Fremont based Solyndra declared Chapter 11 bankruptcy on August 31, leaving 1050 people without jobs and casting doubts on the future of America’s solar industry. NBC Bay Area technology reporter Scott McGrew takes a look at some of the most common questions raised.
The news media uses the phrase “federal loan guarantees” to describe the money used to fund Solyndra. What does that mean?
While “guarantee” sounds like the feds co-signed a loan the way your dad co-signed your first apartment, it is in fact a direct loan from the Department of Energy to Solyndra. It was a straight transfer of money from taxpayer funds to the now bankrupt company.
How much money was it?
The total loan promised was $535 million. Loans like Solyndra’s are handed out in tranches, which mean “slices of a loan”. The Government Accounting Office tells NBC Bay Area News “about 90%” of the tranches were issued. Back of the envelope math puts that at $481.5 million.
Where did the money go?
The money was used primarily to build Solyndra’s state of the art robotic production facility.
Can we get that money back?
Unlikely. When a company declares Chapter 11, a court decides which creditors will be paid back and how much they will be paid. The government will have to stand in line just like other creditors. The big question now will be who – if anyone – will buy the facility and how much they might pay for it. Solyndra’s patents are also worth some money.
I thought green technology was supposed to be an important factor in the economic recovery?
Certainly politicians have promised that. Remember, “green technology” has no specific definition. Green can mean trash pickup, for instance. In the case of solar, it can mean the installation of panels, or the manufacture of panels, or the manufacture of the machines that make the panels. A wind turbine engineer and a garbage man can be lumped into the same job class if a politician needs the numbers to work.
But solar is selling well…
It is. However, it’s become commoditized. That is, the solar cells themselves are just a product, like computer chips or textiles. The Chinese are able to produce solar cells more cheaply than American factories. You’ll hear news reports claiming that’s because the Chinese government is offering more funding, more loans and less regulation. This is generally true. Keep in mind the people claiming this are American manufacturers who would like more funding and less regulation.

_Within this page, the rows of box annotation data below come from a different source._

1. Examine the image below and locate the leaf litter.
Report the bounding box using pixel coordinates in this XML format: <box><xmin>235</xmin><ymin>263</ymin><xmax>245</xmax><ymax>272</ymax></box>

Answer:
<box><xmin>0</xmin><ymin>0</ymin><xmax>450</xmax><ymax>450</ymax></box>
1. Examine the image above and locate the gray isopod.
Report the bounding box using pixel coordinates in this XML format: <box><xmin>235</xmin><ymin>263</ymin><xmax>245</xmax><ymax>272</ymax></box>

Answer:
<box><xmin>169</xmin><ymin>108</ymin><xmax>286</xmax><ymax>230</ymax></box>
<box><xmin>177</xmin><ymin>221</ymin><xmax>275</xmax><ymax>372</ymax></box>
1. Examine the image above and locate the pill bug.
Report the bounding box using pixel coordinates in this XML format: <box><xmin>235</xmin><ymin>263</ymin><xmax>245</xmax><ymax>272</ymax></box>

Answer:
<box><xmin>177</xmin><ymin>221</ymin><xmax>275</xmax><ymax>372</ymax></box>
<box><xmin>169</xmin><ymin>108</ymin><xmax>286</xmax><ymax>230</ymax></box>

There’s a more important factor: the Chinese are largely manufacturing photovoltaic cells made from crystalline silicon. American companies like Solyndra, which were born at a time when silicon prices were very high, were seduced by new technology called “thin film”. In the last few years, silicon prices have fallen enormously, leaving those who bet on thin film with overly expensive production lines. This is one of the reasons it may be hard for Solyndra’s creditors to sell the factory.
Further, a lot of growth in America is government mandated. Thus it’s unclear how much of green adoption in the States is actually market driven. For instance, laws in California obligate state government to cut greenhouse gas emissions to 1990 levels by 2020 and require power companies to get one third of their power from renewable energy.
So China is winning on price.
Yes, but don’t discount their technology, says Applied Materials’ Matt Gonzales. “Their engineering prowess is growing” he says. Applied Materials supplies the machines to factories to make solar cells. It recently reduced its exposure to thin film solar technology and threw its weight behind old school crystalline silicon. Applied recently opened a research and development laboratory in China.
What are the political ramifications of this?
President Obama visited the Solyndra plant back in May of 2010, shortly after the DOE pushed the loans through. At the time, it was seen as a great use of stimulus funds. The funds would help build the factories, creating construction jobs, and would then lead to more jobs within the factory itself. It was a perfect photo opportunity.
Some in Congress weren’t so sure. Florida Congressman Cliff Stearns, Chairman of the House Energy and Commerce Committee’s Subcommittee on Oversight and Investigations, warned Solyndra had not been properly vetted. “For months, we have been investigating how and why nearly half a billion dollars in taxpayer money was committed to this financially troubled company” he said.
There has been some talk that the loan was related to President Obama’s relationship with philanthropist George Kaiser, who is also a major investor in Solyndra. Kaiser raised money for Obama’s election.
However, the Department of Energy is quick to point out “This loan guarantee was pursued by both the Bush and Obama Administrations. Private sector investors – who put more than $1 billion of their own money on the line – also saw great potential in the company.”